Yes, they need mercury to generate light efficiently. The mercury is used to produce ultraviolet light, which is then changed into light we can see by a special coating in the lamp. The coating is inert and poses no health risk. Nowadays, the typical amount is under 4 milligrams per lamp: just enough to cover the tip of a ball point pen and just enough to last as long as the lamp.
Does the mercury in a CFL pose a risk?
The mercury cannot escape from an intact lamp; and even if the lamp breaks, the very small amount of mercury contained in a single modern lamp is most unlikely to cause any harm. But it makes sense to avoid unnecessary contact with mercury; and any light bulb should be dealt with sensibly.

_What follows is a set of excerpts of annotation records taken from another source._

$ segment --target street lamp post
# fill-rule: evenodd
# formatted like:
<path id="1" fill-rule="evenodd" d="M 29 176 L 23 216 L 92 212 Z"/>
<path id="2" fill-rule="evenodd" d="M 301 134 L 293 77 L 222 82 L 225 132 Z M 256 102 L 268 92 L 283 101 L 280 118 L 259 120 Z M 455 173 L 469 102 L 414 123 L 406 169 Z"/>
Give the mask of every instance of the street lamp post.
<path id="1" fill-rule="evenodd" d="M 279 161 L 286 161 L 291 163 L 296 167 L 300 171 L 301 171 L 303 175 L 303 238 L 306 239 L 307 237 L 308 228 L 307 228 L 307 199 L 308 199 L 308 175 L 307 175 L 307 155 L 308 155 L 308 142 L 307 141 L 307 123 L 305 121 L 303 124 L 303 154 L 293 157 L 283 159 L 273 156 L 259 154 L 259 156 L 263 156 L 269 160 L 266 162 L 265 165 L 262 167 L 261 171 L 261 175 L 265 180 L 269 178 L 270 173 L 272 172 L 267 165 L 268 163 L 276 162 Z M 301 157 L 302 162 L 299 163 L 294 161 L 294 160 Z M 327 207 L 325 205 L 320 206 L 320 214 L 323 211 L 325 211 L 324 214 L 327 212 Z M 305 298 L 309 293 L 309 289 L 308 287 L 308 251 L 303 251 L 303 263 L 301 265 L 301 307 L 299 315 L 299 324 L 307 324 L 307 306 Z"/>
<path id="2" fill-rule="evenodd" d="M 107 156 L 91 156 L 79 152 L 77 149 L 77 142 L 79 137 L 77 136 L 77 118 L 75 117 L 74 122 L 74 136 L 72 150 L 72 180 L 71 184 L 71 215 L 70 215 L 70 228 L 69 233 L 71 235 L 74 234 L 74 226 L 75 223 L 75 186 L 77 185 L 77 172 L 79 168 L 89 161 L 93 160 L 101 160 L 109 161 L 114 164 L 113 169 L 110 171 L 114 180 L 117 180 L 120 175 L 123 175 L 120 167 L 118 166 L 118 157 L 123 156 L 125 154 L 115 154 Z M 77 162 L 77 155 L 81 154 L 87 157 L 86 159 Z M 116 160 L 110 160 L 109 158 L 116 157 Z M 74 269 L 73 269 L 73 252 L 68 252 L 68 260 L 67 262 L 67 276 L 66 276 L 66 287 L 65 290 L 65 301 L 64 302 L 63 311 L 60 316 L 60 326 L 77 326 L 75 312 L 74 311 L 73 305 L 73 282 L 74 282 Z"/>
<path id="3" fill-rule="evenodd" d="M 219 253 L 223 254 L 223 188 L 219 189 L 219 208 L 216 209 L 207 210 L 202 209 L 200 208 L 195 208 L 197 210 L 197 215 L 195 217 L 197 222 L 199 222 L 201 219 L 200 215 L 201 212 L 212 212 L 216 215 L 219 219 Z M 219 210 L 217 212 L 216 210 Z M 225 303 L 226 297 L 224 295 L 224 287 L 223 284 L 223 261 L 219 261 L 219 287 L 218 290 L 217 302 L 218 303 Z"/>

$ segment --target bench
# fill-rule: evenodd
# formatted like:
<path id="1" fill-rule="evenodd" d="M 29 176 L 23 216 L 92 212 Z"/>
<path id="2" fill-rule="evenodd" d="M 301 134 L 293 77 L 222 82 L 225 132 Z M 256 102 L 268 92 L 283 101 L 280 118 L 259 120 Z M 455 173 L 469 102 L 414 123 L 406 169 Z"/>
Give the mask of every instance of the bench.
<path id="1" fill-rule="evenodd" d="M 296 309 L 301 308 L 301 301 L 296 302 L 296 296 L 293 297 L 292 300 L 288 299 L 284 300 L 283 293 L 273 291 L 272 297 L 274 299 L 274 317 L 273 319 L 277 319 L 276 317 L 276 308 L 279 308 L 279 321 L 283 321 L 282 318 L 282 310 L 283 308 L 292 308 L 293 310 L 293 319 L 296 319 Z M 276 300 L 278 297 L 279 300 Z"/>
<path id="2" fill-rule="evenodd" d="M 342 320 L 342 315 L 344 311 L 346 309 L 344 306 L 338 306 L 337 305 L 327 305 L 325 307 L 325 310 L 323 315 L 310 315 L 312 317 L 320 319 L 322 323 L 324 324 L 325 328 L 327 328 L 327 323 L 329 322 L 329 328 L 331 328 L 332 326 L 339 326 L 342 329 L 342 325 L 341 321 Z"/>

How should I deal with a broken CFL?
Although the accidental breakage of a lamp is most unlikely to cause any health problems, it’s good practice to minimise any unnecessary exposure to mercury, as well as risk of cuts from glass fragments. Empty the room and air it for at least 15 minutes. Don’t use a vacuum cleaner; clean up using rubber gloves and aim to avoid creating and inhaling airborne dust. Sweep up all the particles and put them in a plastic bag. Wipe the area with a damp cloth, then add that to the bag and seal it. Mercury is hazardous and the bag should not be disposed of in the bin. All local councils have an obligation to make arrangements for the disposal of household hazardous waste at a civic amenity site or household waste recycling centre.
The National Household Hazardous Waste Forum runs a website with details of these centres for chemicals, but which also applies to other hazardous wastes (www.chem-away.org.uk/). Alternatively contact your local council direct.